Prayer at the start of public meetings might be constitutionally murky, but a bus driver/pastor leading kids in prayer on a public school bus is decidedly not OK, as one driver in Minneapolis found out the hard way.

A teacher in Florida who was suspended for forcing a Jehovah’s Witness boy to recite the Pledge of Allegiance against his religious convictions returned to the classroom last week after completing diversity training.


In Texas, a gay teen was suspended from high school for three days for ripping pages out of the Bible’s Book of Leviticus.

A New Jersey school district (predictably) reversed a decision that would have banned religious holiday songs this December.

In some California schools, up to 75 percent of kindergartners have skipped out on routine vaccinations. Their parents are invoking “personal belief” exemptions to send their kids to class without the jabs.

On the international stage, more parents in the Netherlands are claiming that they belong to obscure religious groups in order to homeschool their kids, which is otherwise not permitted.

Belgium is considering a law that would grant children and adults with early dementia the right to ask for their own deaths. Adult euthanasia has been legal in the country since 2002.

As always, there’s plenty of religious freedom news from Pakistan. Two Christian men there were accused of blasphemy after allegedly selling fireworks that contained pages from the Quran. An Ahmadi family was killed “as a result of religious hatred.”


The country’s Council of Islamic Ideology decided that human cloning and sex changes are un-Islamic but that test tube babes are fine.

If you’ve read my Recap even once, you already know that blasphemy is illegal in Pakistan and many nations. Georgia (the country, not the state) might soon join that list.

The United Arab Emirates could look to its blasphemy laws to crack down on sorcery. Also in the U.A.E., a Sikh pilot is claiming he was passed over for a job at Emirates Airline because he refused to replace his turban with an official cap.

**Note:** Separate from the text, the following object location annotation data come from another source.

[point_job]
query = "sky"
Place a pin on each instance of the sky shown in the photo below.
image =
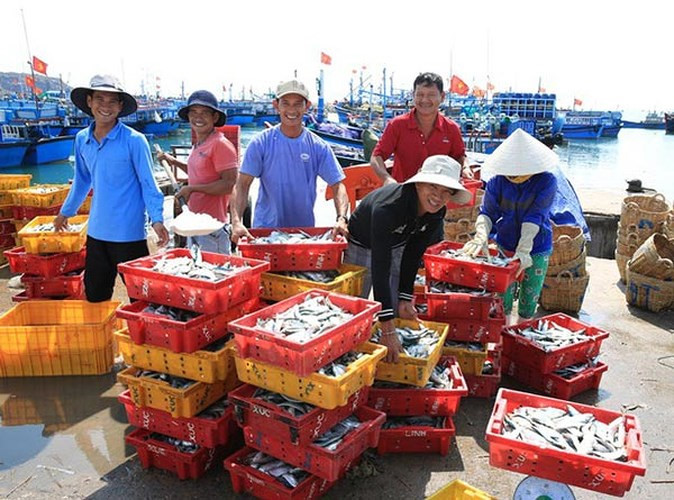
(595, 51)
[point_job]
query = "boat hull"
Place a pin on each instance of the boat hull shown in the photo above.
(49, 150)
(12, 153)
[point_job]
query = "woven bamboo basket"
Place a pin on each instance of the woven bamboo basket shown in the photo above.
(568, 243)
(622, 261)
(655, 258)
(564, 293)
(470, 213)
(644, 210)
(576, 267)
(649, 293)
(459, 231)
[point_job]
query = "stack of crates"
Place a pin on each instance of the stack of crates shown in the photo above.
(51, 262)
(8, 183)
(39, 200)
(180, 356)
(419, 413)
(464, 294)
(46, 338)
(269, 361)
(561, 372)
(298, 267)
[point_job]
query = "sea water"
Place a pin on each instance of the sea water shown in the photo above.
(599, 163)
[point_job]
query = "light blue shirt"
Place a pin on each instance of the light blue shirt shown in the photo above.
(287, 169)
(119, 169)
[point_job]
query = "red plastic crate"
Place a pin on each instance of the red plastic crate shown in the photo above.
(178, 336)
(416, 439)
(319, 256)
(47, 266)
(471, 185)
(552, 384)
(56, 287)
(246, 479)
(206, 432)
(486, 386)
(592, 473)
(525, 352)
(328, 465)
(466, 273)
(154, 453)
(421, 401)
(257, 414)
(457, 305)
(7, 227)
(24, 212)
(188, 293)
(305, 358)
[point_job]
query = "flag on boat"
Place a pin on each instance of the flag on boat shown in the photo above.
(39, 66)
(458, 86)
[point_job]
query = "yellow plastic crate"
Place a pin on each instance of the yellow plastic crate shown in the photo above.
(317, 389)
(52, 241)
(178, 402)
(471, 362)
(49, 363)
(14, 181)
(458, 490)
(410, 370)
(52, 326)
(32, 197)
(202, 366)
(277, 287)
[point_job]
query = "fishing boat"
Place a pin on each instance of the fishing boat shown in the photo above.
(653, 121)
(669, 123)
(13, 147)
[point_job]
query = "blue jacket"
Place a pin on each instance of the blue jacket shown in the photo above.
(508, 205)
(119, 169)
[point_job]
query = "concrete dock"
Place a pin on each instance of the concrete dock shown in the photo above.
(63, 437)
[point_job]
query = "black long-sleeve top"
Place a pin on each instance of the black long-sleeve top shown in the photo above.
(385, 219)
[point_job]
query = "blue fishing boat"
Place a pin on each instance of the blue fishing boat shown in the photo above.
(49, 149)
(653, 121)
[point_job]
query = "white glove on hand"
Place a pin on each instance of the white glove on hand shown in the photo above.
(479, 242)
(524, 246)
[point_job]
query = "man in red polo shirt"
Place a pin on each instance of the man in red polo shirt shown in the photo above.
(421, 133)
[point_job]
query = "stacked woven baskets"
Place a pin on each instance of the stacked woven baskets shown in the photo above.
(650, 275)
(641, 216)
(566, 279)
(460, 222)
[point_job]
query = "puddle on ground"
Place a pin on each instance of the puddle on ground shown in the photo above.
(71, 423)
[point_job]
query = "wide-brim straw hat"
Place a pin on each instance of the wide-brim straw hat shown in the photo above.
(443, 171)
(203, 98)
(103, 83)
(521, 154)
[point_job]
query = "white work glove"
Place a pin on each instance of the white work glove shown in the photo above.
(479, 242)
(524, 246)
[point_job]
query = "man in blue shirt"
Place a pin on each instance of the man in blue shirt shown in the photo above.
(288, 159)
(115, 161)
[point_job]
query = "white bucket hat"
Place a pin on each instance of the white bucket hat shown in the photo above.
(521, 154)
(443, 171)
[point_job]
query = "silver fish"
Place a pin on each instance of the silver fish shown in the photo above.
(569, 430)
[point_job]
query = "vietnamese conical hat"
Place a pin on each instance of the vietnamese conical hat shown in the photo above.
(521, 154)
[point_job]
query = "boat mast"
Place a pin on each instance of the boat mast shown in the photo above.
(30, 64)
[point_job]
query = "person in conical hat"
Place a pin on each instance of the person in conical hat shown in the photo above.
(516, 211)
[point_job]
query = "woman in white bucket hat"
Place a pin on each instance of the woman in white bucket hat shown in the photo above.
(389, 232)
(516, 211)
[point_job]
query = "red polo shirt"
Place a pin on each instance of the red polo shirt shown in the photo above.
(403, 137)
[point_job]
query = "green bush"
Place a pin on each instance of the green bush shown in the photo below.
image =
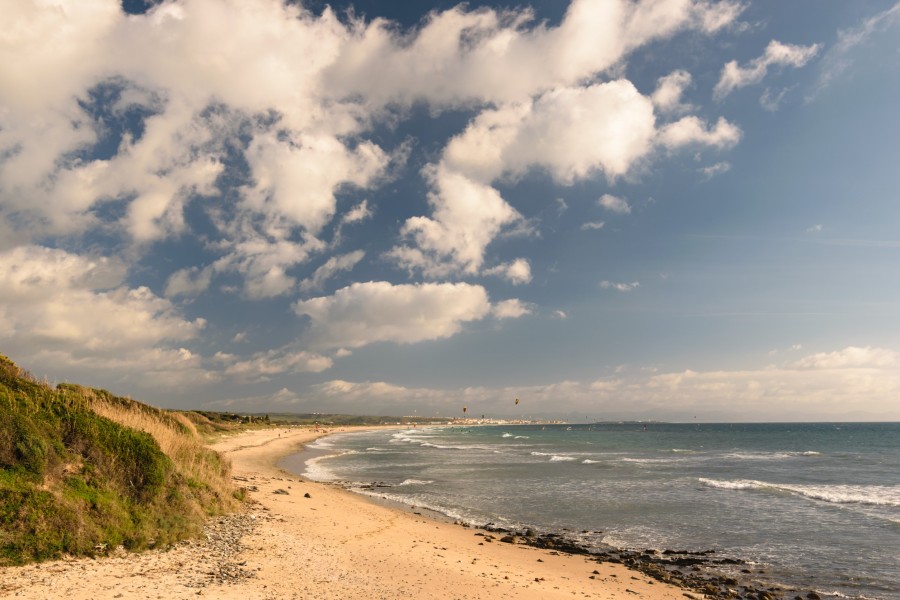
(73, 481)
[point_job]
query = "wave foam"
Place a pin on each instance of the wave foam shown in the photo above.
(877, 495)
(557, 458)
(416, 482)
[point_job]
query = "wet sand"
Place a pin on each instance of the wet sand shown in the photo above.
(304, 540)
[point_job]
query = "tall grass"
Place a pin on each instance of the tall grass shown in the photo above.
(82, 470)
(205, 470)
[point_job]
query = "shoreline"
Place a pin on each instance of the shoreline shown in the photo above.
(300, 539)
(702, 573)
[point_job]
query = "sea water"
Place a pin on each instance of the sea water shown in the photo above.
(816, 506)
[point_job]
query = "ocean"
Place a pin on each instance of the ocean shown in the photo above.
(811, 506)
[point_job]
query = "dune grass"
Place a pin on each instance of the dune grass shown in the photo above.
(83, 471)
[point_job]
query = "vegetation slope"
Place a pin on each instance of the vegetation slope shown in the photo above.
(82, 471)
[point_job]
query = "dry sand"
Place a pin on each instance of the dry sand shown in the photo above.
(331, 544)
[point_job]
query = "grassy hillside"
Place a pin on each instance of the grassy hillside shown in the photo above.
(82, 470)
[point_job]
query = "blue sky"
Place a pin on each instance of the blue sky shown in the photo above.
(669, 209)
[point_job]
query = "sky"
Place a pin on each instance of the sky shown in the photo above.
(679, 210)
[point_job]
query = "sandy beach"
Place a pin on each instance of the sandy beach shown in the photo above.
(303, 540)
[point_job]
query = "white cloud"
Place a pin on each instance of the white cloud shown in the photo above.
(692, 130)
(777, 54)
(516, 272)
(620, 287)
(592, 225)
(717, 169)
(262, 366)
(574, 133)
(851, 357)
(188, 282)
(334, 265)
(839, 57)
(78, 311)
(614, 204)
(669, 89)
(467, 216)
(365, 313)
(483, 56)
(511, 309)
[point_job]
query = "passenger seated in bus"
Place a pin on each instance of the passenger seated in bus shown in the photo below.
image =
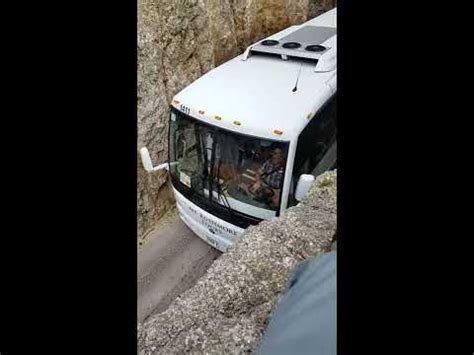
(269, 179)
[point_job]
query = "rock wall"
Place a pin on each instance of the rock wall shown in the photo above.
(227, 311)
(178, 41)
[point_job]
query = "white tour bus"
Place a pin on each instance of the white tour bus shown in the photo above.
(247, 138)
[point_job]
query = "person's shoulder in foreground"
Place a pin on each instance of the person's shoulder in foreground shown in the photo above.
(304, 321)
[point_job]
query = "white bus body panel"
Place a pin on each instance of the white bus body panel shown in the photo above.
(258, 94)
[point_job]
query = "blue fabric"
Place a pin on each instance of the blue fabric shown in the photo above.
(304, 321)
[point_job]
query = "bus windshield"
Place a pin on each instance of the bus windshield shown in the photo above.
(240, 172)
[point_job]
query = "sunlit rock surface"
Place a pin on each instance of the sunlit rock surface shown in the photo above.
(178, 41)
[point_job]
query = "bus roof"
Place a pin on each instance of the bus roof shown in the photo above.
(256, 96)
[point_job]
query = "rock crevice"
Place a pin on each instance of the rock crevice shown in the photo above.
(179, 41)
(228, 309)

In nearby Saudi Arabia, a woman was arrested for driving her sick father to a hospital. The Saudi driving ban has apparently been extended across the universe. A religious scholar in the Kingdom ruled that women (and men) are forbidden from traveling to Mars.

Bahrain’s government is being accused of attacking religious freedom after it tear-gassed Shia mourners commemorating their holy month of Muharram. Shias in Egypt are demanding greater religious freedom protections in the country’s new constitution.

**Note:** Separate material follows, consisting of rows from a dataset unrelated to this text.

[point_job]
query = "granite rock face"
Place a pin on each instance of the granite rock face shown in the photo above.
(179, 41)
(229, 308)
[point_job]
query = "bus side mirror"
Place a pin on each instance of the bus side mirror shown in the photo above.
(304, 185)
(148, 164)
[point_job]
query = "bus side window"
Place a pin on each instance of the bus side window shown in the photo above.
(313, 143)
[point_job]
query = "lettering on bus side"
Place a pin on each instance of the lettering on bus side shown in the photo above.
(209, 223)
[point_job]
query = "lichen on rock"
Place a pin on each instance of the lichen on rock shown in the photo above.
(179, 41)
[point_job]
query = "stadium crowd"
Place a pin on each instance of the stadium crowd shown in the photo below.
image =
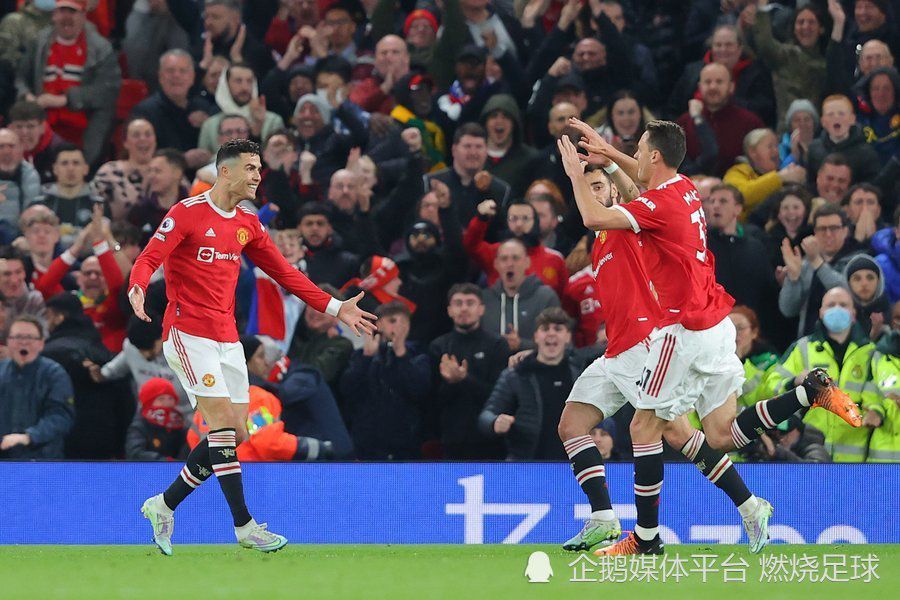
(409, 152)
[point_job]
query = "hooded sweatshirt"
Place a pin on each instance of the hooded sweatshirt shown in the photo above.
(519, 311)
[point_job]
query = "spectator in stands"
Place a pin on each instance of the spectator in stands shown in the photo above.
(141, 360)
(521, 222)
(317, 136)
(237, 94)
(19, 184)
(225, 35)
(70, 197)
(373, 94)
(508, 155)
(752, 80)
(798, 65)
(513, 303)
(388, 382)
(80, 94)
(729, 121)
(164, 188)
(840, 346)
(15, 297)
(102, 411)
(528, 399)
(467, 187)
(863, 206)
(742, 265)
(887, 250)
(326, 259)
(866, 283)
(879, 112)
(756, 174)
(158, 430)
(150, 32)
(174, 111)
(883, 412)
(121, 183)
(39, 141)
(801, 122)
(466, 363)
(841, 135)
(36, 412)
(833, 178)
(827, 251)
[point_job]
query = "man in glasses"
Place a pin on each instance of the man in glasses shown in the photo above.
(818, 268)
(36, 409)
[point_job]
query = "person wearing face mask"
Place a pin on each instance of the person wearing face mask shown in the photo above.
(839, 345)
(36, 412)
(522, 223)
(883, 415)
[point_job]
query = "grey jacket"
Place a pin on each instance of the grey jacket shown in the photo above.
(794, 295)
(96, 95)
(502, 311)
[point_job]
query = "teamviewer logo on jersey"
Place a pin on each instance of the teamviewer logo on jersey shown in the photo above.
(206, 254)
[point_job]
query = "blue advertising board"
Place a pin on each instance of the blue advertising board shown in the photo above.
(449, 503)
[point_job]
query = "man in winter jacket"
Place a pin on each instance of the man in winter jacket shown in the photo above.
(528, 399)
(513, 303)
(36, 407)
(466, 363)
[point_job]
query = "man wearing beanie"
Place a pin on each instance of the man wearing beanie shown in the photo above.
(157, 432)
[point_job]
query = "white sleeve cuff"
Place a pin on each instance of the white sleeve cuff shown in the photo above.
(634, 226)
(334, 305)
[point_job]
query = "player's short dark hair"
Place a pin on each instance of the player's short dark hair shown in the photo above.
(314, 208)
(336, 65)
(174, 157)
(466, 289)
(26, 110)
(668, 138)
(736, 194)
(394, 307)
(473, 129)
(864, 186)
(66, 147)
(32, 320)
(234, 148)
(143, 335)
(828, 210)
(553, 315)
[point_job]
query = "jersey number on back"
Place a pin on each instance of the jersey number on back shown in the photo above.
(699, 219)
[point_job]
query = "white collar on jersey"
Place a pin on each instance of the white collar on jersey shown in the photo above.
(221, 212)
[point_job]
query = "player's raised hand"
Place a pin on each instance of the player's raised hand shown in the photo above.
(136, 298)
(352, 316)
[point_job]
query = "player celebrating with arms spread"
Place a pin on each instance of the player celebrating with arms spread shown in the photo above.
(692, 361)
(201, 241)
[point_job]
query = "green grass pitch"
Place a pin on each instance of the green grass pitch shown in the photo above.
(490, 572)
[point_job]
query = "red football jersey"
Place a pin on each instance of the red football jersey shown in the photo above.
(626, 299)
(673, 231)
(201, 247)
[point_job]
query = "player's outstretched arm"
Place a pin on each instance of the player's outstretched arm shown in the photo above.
(594, 143)
(594, 215)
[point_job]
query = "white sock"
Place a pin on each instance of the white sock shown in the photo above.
(646, 533)
(244, 530)
(749, 507)
(603, 515)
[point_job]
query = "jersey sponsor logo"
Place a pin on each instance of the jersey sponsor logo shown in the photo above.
(207, 255)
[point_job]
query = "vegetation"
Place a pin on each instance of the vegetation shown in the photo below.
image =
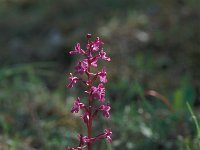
(154, 46)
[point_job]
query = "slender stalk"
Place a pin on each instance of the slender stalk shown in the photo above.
(90, 108)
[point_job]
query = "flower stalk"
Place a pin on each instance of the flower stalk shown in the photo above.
(94, 89)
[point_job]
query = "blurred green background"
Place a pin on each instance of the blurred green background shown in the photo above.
(154, 45)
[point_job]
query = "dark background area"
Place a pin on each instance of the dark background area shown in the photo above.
(154, 45)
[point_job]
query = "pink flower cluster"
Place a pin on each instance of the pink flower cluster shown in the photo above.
(92, 54)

In interfaith news, a pastor and an imam have teamed up to spread religious tolerance in Nigeria. Both men are ex-militia leaders who once fought one another. They now identify Islamist militant group Boko Haram as Nigeria’s real enemy.


China is trying to further silence the Dalai Lama in Tibet by stepping up restrictions on the kinds of information Tibetans can access by television and online.

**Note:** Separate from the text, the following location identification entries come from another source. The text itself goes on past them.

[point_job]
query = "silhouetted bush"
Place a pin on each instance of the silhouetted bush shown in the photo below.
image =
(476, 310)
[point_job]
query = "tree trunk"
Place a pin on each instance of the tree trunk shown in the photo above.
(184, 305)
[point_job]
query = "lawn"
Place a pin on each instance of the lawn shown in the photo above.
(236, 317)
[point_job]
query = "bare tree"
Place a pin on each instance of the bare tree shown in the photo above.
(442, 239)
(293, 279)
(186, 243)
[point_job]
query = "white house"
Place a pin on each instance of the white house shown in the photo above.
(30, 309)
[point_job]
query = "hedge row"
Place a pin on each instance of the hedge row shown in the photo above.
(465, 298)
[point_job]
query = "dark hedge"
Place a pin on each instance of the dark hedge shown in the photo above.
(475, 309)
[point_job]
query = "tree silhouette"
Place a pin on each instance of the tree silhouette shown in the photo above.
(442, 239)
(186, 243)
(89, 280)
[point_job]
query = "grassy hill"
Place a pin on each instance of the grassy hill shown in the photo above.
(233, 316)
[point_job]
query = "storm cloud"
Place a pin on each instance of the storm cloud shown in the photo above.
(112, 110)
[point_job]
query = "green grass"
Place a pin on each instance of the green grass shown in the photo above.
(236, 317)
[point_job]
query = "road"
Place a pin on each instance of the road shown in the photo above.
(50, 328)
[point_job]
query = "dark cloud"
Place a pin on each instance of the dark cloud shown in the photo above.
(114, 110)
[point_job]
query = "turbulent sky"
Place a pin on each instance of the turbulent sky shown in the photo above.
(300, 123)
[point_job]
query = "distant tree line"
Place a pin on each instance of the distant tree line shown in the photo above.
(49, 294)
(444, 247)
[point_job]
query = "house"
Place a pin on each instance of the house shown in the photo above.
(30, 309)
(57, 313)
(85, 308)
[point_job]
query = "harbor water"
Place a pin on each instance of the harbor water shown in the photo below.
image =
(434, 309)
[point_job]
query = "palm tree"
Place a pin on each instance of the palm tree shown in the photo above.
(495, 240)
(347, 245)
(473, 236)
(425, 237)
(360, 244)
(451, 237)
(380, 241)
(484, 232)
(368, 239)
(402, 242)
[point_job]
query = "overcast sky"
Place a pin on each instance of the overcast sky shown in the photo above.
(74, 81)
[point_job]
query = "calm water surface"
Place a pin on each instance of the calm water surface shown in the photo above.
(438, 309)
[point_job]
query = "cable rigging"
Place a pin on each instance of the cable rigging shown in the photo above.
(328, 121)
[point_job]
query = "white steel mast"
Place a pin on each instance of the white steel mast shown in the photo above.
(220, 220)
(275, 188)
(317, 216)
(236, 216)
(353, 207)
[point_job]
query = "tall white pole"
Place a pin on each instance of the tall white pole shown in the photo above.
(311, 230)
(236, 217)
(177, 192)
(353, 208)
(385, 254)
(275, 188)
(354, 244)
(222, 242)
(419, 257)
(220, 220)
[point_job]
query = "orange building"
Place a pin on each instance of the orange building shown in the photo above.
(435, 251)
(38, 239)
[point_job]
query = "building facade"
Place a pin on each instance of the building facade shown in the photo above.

Quebec’s Charter of Secularism … sorry, the name changed. Quebec’s “Charter Affirming The Values Of Secularism And The Religious Neutrality Of The State, As Well As The Equality Of Men And Women, And The Framing Of Accommodation Requests” was formally introduced to the province’s legislature. If passed, the bill would ban public sector employees from wearing “overt” and “conspicuous” religious headgear.

Baroness Warsi in the U.K. warned that banning the veil “is not the British way” and would be like trying to outlaw miniskirts in the 1960s.

This is scary. According to a new study by the European Union, nearly a third of Jews in Europe are considering emigrating from their home countries because they feel unsafe amid rising anti-Semitism.

In Venezuela, religious freedom apparently means the freedom to move Christmas to November. President Nicolás Maduro made Nov. 1 “early Christmas” to ensure that bonuses are paid out the week before municipal elections.